Richard Olsen looks back at the long-standing practice of building new houses with reclaimed elements and old architectural parts in Handmade Houses: A Century of Earth-Friendly Home Design. Olsen is the former architecture editor at Architectural Digest and the great-grandson of a Norwegian carpenter, so he approaches the book with a thorough understanding of both the craft and design involved. In addition to detailed project descriptions and homeowner interviews, Olsen tells the origins and history of this practice and explains the enduring popularity of designing and building a handmade house. He also notes how it generated the current trends of using salvaged building materials or incorporating an industrial aesthetic in a custom house.
The book’s introduction relates the popularity surge of hand-crafted home building at a certain time and in specific parts of the world where culture and climate supported the tradition. Olsen follows with stories and examples of architects and other designers or craftspeople whose work inspired the handmade house movement.

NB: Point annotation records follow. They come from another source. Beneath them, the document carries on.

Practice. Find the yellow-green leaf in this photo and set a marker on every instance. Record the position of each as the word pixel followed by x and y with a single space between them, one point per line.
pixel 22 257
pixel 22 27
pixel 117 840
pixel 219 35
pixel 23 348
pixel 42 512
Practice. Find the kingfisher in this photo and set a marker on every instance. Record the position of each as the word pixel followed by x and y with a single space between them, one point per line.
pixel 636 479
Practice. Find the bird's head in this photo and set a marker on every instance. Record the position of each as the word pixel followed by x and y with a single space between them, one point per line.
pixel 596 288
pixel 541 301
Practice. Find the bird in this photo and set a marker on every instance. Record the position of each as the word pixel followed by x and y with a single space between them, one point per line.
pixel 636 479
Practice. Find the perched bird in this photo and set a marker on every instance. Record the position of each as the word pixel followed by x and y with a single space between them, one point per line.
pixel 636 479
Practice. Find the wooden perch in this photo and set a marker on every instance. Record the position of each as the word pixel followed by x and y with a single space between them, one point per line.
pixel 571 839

The projects he selected as examples are then presented in two sections—houses designed and crafted by non-architect owners and those created by architects for clients or themselves, including the home designed and built by renowned environmentalist and architect Sim Van der Ryn for himself. Throughout his narrative, Olsen weaves the tale of how this once niche practice worked its way into our everyday design culture.
Handmade Houses: A Century of Earth-Friendly Home Design, by Richard Olsen with photography by Lucy Goodhart and Kodiak Greenwood, is published by Rizzoli and available for the list price of $45.